- Born: Edmonton, Alberta, Canada
- Occupation: Executive Producer

= Kelly Norris Sarno =

Canadian film producer

Kelly Norris Sarno is the owner of Agency Arts, an agency that manages a select group of creatives from various disciplines such as: music video, still photography and fine art. She was previously Executive Producer and owner of production company Symphony 19, based in Los Angeles, California.

Born in Edmonton, Alberta, Canada, Norris Sarno began in the music video field in 1994 in Toronto, Ontario, Canada as a Line Producer for directors such as Andrew MacNaughtan and Floria Sigismondi. She is credited with producing Sigismondi's groundbreaking clip "The Beautiful People" for artist Marilyn Manson. She has line produced well over 50 music video productions for recording artists: Tricky, David Bowie, Filter, Barry Adamson, Great Big Sea, Esthero and others.

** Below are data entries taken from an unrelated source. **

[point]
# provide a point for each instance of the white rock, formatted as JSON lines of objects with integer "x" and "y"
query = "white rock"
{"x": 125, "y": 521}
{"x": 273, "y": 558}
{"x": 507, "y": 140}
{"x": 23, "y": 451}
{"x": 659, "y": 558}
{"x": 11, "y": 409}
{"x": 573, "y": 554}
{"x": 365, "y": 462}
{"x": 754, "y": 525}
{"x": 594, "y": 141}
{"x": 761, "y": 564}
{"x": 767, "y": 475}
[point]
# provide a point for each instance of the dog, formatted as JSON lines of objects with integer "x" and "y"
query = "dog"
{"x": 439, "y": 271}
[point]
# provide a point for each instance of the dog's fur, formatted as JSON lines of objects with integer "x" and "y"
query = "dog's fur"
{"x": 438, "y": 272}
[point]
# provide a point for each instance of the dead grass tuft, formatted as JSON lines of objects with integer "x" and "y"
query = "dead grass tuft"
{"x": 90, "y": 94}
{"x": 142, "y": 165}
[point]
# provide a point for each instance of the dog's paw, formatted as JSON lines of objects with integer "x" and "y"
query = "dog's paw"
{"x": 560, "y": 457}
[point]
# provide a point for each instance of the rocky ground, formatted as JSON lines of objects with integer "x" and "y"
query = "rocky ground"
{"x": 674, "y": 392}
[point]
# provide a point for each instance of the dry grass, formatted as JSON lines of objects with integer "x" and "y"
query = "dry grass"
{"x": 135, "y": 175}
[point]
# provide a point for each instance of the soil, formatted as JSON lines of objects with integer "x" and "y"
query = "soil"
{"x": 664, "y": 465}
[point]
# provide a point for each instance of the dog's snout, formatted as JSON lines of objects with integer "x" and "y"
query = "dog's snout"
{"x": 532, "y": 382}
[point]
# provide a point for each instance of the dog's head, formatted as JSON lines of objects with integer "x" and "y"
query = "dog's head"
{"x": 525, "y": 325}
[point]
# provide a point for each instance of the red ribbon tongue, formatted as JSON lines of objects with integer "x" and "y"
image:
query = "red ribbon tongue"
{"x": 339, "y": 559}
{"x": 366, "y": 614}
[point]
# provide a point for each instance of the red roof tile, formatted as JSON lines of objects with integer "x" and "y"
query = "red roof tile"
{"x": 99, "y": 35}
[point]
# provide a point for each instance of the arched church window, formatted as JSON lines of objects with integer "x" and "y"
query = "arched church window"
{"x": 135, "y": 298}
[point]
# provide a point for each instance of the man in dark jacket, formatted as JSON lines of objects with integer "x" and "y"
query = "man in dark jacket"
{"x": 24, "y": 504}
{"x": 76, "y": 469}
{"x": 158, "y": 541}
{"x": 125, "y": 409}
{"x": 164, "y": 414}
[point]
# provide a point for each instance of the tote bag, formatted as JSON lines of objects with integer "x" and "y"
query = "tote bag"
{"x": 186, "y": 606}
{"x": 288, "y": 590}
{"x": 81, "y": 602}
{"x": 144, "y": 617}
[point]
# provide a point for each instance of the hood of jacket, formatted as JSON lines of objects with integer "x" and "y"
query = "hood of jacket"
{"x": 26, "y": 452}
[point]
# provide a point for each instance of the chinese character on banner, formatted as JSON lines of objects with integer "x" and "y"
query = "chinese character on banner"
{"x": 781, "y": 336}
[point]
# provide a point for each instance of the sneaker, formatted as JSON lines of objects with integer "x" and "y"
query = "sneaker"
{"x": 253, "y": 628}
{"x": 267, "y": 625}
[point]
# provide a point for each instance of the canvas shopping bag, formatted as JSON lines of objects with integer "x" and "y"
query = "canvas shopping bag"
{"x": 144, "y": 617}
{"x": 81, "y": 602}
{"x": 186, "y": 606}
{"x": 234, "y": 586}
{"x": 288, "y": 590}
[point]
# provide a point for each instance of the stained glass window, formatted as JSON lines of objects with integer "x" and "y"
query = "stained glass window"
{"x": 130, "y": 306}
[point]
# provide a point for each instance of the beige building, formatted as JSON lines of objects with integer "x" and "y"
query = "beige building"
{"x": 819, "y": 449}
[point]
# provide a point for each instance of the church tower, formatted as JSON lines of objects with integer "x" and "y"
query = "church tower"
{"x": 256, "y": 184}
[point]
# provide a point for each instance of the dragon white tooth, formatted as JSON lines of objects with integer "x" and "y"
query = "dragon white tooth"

In 2000, Norris Sarno opened the U.S. branch of The Revolver Film Co. in Los Angeles, CA as its sole executive producer.

In February 2008, she was nominated for a Grammy Award for Best Long Form Music Video at the 50th Grammy Awards for the film 10 Days Out: Blues from the Backroads by Kenny Wayne Shepherd. The film was directed by Noble Jones.

Also in 2008, Norris Sarno Co-Executive Produced the live concert DVD The Black Parade Is Dead! by My Chemical Romance. The DVD was directed by Atom Rothlein.